2. A method of producing ultra-fine metal particles according to
claim 1, wherein a metal compound that contains the same metal as
the metal powders is used together with the metal powders as the
raw materials.
3. A method of producing ultra-fine metal particles according to
claim 1, wherein a spiral flow is formed in the furnace.
4. A method of producing ultra-fine metal particles according to
any one of claims 1 to 3, wherein the atmosphere in the furnace is
prepared such that the CO/CO.sub.2 ratio in a combustion exhaust
gas is within a range from 0.15 to 1.2.
Description
TECHNICAL FIELD
[0001] The present invention relates to a method of producing
ultra-fine metal particles, which is a method in which metal
powders that are used as raw materials are blown into reducing
flame formed by a burner, and are melted and allowed to be in an
evaporated state, to thereby obtain the spherical ultra-fine metal
particles with a smaller particle size than those of the metal
powders of the raw materials.
[0002] Priority is claimed on Japanese Patent Application No.
2007-190737, filed Jul. 23, 2007, the content of which is
incorporated herein by reference.
BACKGROUND ART
[0003] In recent years, the use of ultra-fine metal particles has
been major in the production of electronic parts. For example,
electrodes of a laminated ceramic condenser are produced by
applying and calcining a paste containing ultra-fine Ni particles
with an average particle size within a range from 200 to 400
nm.
[0004] A lot of production methods of these kinds of ultra-fine
metal particles have ever been proposed, and the production method
that uses elemental metal as a raw material is disclosed in
Japanese Patent Application, First Publication No. 2002-241812.

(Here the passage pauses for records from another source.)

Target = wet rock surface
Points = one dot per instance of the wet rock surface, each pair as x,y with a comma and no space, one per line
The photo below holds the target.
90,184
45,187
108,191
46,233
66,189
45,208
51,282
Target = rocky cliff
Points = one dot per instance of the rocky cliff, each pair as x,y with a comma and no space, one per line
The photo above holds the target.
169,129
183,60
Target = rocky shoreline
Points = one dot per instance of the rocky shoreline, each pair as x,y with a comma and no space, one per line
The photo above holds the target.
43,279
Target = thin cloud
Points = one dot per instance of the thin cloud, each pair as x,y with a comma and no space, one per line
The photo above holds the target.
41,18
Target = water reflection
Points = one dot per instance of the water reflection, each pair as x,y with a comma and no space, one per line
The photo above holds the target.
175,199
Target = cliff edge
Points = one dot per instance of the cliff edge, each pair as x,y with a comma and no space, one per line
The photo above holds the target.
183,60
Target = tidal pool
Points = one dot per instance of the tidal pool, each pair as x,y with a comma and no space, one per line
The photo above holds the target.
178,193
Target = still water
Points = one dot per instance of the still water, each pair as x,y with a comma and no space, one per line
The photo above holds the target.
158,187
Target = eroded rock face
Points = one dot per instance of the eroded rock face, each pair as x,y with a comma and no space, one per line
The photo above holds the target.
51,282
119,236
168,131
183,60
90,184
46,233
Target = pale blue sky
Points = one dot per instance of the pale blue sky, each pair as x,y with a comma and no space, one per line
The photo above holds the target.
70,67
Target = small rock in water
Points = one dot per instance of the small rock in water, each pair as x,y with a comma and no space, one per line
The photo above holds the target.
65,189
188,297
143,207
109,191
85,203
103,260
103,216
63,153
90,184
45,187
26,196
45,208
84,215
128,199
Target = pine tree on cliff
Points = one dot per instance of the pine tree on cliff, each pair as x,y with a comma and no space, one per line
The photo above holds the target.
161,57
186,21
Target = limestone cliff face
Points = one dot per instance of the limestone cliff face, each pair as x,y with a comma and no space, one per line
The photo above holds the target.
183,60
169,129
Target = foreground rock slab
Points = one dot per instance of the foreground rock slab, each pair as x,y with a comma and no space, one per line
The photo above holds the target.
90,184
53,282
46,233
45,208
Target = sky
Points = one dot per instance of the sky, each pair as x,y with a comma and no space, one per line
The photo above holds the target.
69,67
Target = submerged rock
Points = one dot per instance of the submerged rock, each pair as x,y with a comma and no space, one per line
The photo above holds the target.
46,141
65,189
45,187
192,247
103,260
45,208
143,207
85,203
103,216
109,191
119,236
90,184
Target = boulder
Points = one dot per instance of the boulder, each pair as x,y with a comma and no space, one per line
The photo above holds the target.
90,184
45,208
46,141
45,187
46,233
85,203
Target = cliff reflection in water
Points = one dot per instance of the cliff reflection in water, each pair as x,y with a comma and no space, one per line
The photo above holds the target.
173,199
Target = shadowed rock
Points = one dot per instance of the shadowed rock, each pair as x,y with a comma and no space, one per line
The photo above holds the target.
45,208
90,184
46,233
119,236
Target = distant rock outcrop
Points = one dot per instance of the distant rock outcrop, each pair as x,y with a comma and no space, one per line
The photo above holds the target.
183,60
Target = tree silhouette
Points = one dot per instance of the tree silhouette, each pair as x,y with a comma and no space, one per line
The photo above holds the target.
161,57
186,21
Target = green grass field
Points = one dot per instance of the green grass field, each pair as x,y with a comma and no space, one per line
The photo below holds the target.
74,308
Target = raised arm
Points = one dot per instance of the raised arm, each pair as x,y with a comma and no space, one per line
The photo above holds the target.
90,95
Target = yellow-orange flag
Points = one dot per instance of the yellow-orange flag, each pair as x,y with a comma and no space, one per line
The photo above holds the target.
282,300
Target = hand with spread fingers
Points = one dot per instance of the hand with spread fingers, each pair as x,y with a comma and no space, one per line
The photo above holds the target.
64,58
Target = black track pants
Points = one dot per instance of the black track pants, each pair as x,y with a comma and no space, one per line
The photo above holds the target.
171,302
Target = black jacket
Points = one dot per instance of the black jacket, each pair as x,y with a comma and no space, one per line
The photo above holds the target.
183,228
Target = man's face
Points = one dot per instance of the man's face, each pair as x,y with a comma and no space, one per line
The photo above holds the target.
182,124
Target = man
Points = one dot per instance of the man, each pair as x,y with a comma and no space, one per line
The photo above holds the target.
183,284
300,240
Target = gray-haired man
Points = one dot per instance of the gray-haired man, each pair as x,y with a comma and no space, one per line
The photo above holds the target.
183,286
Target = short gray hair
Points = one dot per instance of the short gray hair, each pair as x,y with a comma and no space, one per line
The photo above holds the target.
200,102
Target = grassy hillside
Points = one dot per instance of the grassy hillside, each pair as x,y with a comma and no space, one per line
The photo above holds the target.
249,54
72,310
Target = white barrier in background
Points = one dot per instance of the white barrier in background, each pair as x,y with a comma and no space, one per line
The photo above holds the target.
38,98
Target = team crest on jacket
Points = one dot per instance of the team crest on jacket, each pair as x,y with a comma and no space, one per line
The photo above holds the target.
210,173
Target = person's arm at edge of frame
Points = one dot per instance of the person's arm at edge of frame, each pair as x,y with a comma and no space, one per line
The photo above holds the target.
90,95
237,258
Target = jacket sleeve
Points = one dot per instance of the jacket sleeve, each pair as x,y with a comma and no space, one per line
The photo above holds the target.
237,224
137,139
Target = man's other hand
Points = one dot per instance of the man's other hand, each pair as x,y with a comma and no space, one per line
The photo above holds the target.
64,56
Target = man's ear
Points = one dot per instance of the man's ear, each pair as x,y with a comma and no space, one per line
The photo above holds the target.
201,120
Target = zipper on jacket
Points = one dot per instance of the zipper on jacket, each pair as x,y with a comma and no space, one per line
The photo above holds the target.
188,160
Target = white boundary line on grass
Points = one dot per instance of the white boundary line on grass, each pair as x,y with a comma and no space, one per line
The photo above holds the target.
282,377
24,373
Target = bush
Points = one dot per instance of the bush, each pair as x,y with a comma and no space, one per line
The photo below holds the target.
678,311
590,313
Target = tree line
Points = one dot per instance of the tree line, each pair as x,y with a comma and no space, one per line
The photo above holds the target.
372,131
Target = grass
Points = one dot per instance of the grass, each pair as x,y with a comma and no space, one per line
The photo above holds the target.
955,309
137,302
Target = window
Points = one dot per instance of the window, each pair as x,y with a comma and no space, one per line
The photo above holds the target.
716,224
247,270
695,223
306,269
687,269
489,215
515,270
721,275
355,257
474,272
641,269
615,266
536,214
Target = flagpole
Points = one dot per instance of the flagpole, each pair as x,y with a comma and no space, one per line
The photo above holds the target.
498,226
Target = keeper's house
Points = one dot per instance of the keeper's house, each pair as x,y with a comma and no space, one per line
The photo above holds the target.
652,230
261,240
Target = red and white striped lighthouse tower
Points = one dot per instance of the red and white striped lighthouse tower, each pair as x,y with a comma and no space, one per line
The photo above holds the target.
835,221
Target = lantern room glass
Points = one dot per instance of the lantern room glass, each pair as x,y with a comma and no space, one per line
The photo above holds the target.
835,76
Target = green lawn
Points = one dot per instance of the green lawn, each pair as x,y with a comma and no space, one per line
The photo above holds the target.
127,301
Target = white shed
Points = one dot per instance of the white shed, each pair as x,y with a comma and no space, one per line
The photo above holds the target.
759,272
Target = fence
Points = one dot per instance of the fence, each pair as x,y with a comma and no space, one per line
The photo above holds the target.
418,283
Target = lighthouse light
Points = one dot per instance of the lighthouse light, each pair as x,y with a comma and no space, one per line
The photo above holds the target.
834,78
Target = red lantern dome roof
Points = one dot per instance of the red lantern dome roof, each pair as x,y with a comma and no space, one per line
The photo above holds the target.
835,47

[0005] In this production method, arc discharge is excited in an
atmosphere that contains hydrogen, to thereby form the
high-temperature arc. In the formed high-temperature arc, a metal
material of a raw material is disposed to be melted and evaporated,
and then is cooled to thereby obtain ultra-fine metal
particles.
[0006] Because this production method uses arc discharge, there is
the problem that an energy cost increases.
[0007] Also, there is the method in which plasma is formed to melt
and evaporate a metal material, to thereby produce ultra-fine metal
particles. However, there is the problem that an energy cost
increases.
[0008] Meanwhile, the method that uses a burner is proposed from
the point of view of limiting an energy cost. For example, Japanese
Unexamined Patent Application, First Publication No. Hei 2-54705
discloses the production method in which air, a fuel such as
propane, and a combustion-assisting gas such as oxygen are provided
to a burner to form a reducing flame, and a metal compound solution
is blown into the reducing flame, to thereby obtain ultra-fine
metal particles.
[0009] In this production method, the highest temperature of a
reducing flame formed by a burner is within a range of
2,700.degree. C. to 2,800.degree. C. (the theoretical flame
temperature), and therefore, the metal compound that can be reduced
at the aforementioned temperature or lower is used as a raw
material.
[0010] This is because it has been previously considered that the
aforementioned temperature range is not high enough to melt and
evaporate elemental metal and it is virtually impossible to melt
and evaporate metal powders.
[0011] Herein, the theoretical flame temperature refers to the
temperature that is obtained using enthalpy balance and element
balance when a fuel and a combustion-assisting gas are combusted at
an arbitrary ratio in an adiabatic state. The theoretical flame
temperature is also referred to as the adiabatic equilibrium flame
temperature.
[0012] Accordingly, there is not known the method of producing
ultra-fine metal particles by using a burner and an elemental metal
as a raw material.
[0013] [Patent Document 1]
[0014] Japanese Unexamined Patent Application, First Publication
No. 2002-24812
[0015] [Patent Document 2]
[0016] Japanese Unexamined Patent Application, First Publication
No. Hei 2-54705
DISCLOSURE OF INVENTION
Problems to be Solved by the Invention
[0017] An object of the present invention is to produce ultra-fine
metal particles by using an elemental metal as a raw material and a
burner method whose energy cost is inexpensive.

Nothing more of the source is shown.